If $f(0)=0$ then prove that $|f(z)+f(-z)| \leq 2|z|^2$

Let , $\Delta = B(0,1)$.

If $f:\Delta \rightarrow \Delta$ is holomorphic, and $f(0)=0$, prove that $|f(z)+f(-z)| \leq 2|z|^2$.

My attempt so far:

$\displaystyle f(z) = \sum_{n=0}^{+\infty} a_n z^n = \sum_{n=0}^{+\infty} a_{2n} z^{2n} + \sum_{n=0}^{+\infty} a_{2n+1} z^{2n+1}$

$\displaystyle f(-z) = \sum_{n=0}^{+\infty} a_n (-z)^n = \sum_{n=0}^{+\infty} a_{2n} z^{2n} - \sum_{n=0}^{+\infty} a_{2n+1} z^{2n+1}$

Then, $\displaystyle f(z)+f(-z) = 2 \sum_{n=0}^{+\infty} a_{2n} (z^2)^n =: 2 g(z^2)$

If $g(\Delta) \subset \Delta$, as $g(0) = 0$, I can invoke Schwarz Lemma and I win. However, I don't know how to prove this. Could anyone help me?
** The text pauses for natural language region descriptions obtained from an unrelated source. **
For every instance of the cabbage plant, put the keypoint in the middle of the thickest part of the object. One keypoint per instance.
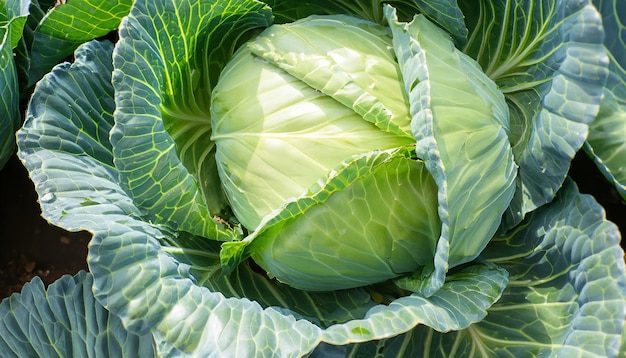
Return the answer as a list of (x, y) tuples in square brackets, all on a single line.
[(342, 178)]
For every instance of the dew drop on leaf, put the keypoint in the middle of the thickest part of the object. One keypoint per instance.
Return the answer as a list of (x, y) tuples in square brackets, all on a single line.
[(48, 198)]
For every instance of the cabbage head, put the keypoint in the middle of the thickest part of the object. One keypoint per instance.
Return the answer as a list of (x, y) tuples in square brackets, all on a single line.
[(316, 156)]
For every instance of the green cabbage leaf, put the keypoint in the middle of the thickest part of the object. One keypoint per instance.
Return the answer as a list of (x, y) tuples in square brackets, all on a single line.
[(605, 143), (119, 143)]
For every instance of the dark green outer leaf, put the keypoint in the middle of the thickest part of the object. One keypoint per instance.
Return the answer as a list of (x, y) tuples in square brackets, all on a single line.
[(66, 26), (606, 142), (168, 57), (65, 321), (548, 59), (10, 118), (566, 296)]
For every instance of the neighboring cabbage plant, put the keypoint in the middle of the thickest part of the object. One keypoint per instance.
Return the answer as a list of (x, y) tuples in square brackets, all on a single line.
[(342, 178)]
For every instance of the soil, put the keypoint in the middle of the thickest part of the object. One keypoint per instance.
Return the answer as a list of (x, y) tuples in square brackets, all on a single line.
[(32, 247)]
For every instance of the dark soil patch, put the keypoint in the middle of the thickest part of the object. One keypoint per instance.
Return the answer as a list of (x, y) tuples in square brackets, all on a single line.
[(30, 245)]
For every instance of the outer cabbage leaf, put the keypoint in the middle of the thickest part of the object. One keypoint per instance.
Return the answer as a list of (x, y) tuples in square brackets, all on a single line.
[(547, 57), (13, 16), (64, 27), (167, 61), (10, 118), (65, 321), (566, 295), (165, 282), (460, 122), (606, 143)]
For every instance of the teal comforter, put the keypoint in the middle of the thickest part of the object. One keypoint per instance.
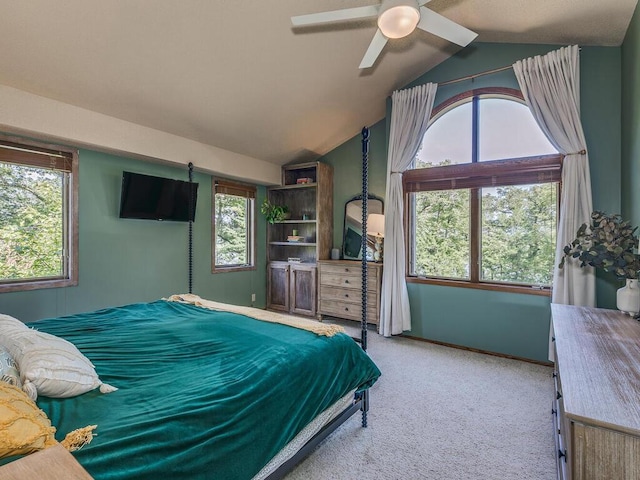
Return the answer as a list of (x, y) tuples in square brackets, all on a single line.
[(202, 394)]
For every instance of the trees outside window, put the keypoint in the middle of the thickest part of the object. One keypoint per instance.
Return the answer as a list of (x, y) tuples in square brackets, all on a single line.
[(483, 196), (38, 215), (233, 226)]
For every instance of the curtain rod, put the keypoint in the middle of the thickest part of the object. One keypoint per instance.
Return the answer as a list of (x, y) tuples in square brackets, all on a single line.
[(475, 75), (471, 77)]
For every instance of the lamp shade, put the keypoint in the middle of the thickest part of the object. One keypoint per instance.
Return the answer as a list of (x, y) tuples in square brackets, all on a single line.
[(375, 225), (398, 18)]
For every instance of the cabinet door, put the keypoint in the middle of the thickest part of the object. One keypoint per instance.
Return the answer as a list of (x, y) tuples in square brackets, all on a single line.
[(278, 286), (303, 289)]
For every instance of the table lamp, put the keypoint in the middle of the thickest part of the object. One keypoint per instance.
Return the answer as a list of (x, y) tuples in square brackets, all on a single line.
[(375, 228)]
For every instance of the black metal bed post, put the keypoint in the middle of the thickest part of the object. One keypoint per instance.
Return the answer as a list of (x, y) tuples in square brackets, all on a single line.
[(365, 197), (190, 227)]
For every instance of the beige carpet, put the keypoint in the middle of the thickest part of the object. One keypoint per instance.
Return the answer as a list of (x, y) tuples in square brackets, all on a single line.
[(443, 413)]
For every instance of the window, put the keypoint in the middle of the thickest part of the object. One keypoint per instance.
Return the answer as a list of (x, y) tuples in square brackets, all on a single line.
[(233, 226), (483, 196), (38, 215)]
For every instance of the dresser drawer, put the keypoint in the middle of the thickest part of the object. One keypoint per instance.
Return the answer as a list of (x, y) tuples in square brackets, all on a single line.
[(347, 281), (351, 311), (337, 294)]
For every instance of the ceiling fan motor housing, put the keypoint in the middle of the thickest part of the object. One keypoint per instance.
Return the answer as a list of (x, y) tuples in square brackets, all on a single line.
[(398, 18)]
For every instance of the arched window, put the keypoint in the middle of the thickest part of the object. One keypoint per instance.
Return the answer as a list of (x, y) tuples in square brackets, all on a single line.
[(483, 195)]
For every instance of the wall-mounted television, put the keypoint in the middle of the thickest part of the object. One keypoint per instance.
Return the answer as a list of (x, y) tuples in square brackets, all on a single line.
[(157, 198)]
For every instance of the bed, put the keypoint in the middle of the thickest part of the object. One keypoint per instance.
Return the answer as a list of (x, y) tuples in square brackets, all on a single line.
[(205, 393)]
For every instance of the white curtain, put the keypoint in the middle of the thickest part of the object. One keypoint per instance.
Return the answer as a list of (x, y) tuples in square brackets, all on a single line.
[(411, 110), (551, 88)]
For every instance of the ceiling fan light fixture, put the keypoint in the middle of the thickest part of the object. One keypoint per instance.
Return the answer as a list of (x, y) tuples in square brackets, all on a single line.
[(398, 18)]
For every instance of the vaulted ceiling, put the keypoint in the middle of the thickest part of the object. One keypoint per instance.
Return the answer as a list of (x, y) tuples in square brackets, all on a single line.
[(236, 74)]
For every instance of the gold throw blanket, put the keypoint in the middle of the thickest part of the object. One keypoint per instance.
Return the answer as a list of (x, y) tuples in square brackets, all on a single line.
[(327, 330)]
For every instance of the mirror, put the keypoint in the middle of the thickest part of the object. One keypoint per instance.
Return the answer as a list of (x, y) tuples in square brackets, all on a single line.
[(352, 239)]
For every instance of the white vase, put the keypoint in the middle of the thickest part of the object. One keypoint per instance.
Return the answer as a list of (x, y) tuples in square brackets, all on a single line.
[(628, 297)]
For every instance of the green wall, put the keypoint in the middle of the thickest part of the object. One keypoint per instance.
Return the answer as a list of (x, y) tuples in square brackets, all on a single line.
[(347, 173), (631, 121), (125, 260), (507, 323)]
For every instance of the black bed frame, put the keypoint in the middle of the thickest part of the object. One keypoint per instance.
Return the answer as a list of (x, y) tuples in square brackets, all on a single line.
[(361, 399)]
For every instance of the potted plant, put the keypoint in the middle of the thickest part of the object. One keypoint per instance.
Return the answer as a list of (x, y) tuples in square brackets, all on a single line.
[(611, 244), (274, 213)]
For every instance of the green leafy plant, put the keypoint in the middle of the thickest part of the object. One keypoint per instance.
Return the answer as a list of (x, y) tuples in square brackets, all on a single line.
[(274, 213), (607, 243)]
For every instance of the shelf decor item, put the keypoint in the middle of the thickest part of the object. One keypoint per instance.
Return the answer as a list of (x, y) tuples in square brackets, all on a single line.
[(274, 213), (611, 244)]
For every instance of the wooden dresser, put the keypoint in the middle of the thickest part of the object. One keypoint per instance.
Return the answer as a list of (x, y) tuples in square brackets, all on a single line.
[(54, 463), (340, 289), (597, 403)]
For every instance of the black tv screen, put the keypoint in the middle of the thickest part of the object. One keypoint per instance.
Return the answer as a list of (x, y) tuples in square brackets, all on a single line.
[(157, 198)]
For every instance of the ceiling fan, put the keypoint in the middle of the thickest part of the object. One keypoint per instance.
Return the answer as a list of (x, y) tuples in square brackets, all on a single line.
[(396, 19)]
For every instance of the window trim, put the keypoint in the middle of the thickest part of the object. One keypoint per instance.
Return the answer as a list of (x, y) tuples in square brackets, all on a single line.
[(239, 189), (40, 154), (473, 176)]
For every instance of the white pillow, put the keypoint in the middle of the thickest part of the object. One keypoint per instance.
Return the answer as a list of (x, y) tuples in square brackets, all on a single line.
[(48, 365), (9, 369)]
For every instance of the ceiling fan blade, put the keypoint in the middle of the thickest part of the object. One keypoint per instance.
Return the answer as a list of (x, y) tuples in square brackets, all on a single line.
[(435, 23), (335, 15), (375, 47)]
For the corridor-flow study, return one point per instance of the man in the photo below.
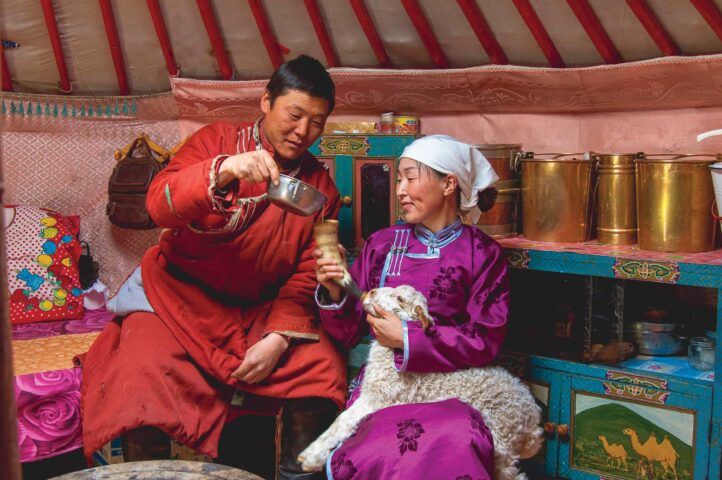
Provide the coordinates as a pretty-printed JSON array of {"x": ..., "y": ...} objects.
[{"x": 224, "y": 303}]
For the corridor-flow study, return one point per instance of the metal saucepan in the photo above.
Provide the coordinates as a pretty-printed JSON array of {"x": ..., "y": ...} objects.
[
  {"x": 654, "y": 338},
  {"x": 295, "y": 196}
]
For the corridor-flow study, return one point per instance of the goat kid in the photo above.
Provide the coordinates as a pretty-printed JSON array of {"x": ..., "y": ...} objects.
[{"x": 505, "y": 403}]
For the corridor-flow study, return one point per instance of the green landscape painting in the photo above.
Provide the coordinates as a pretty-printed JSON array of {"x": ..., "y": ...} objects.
[{"x": 632, "y": 441}]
Thanks!

Assume $g(z)\not \in \Delta $ for some $z\in \Delta$. Then we can take some square root $w\in \Delta$ of $z$ to get $$ \frac{1}{2}\left(f(w)+f(-w)\right) = g(z). $$ Taking absolute values on the left hand side we get $$ \left|\frac{1}{2}\left(f(w)+f(-w)\right)\right|\leq \frac{1}{2}\left(\left| f(w)\right|+\left|f(-w)\right|\right) \leq \frac{1}{2}(1+1)=1. $$ This contradicts our assumption that $g(z)\not \in \Delta$. So $g(\Delta)\subseteq \Delta$.

Hint :

Apply Schwarz lemma on $$g(z)=\begin{cases}\frac{f(z)+f(-z)}{2z}&\text{ if } z\not=0\\0 &\text{ if } z=0\end{cases}$$

Applying Schwarz lemma on $f$ we get , $|f(z)|\le |z|$ for all $z\in \Delta$. Then ,

$$|g(z)|\le \frac{|f(z)|+|f(-z)|}{2|z|}\le \frac{2|z|}{2|z|}=1.$$That is , $g:\Delta \to \Delta$ analytic with $|g(z)|\le 1$ and $g(0)=0$. So you are able to apply Schwarz lemma on $g$.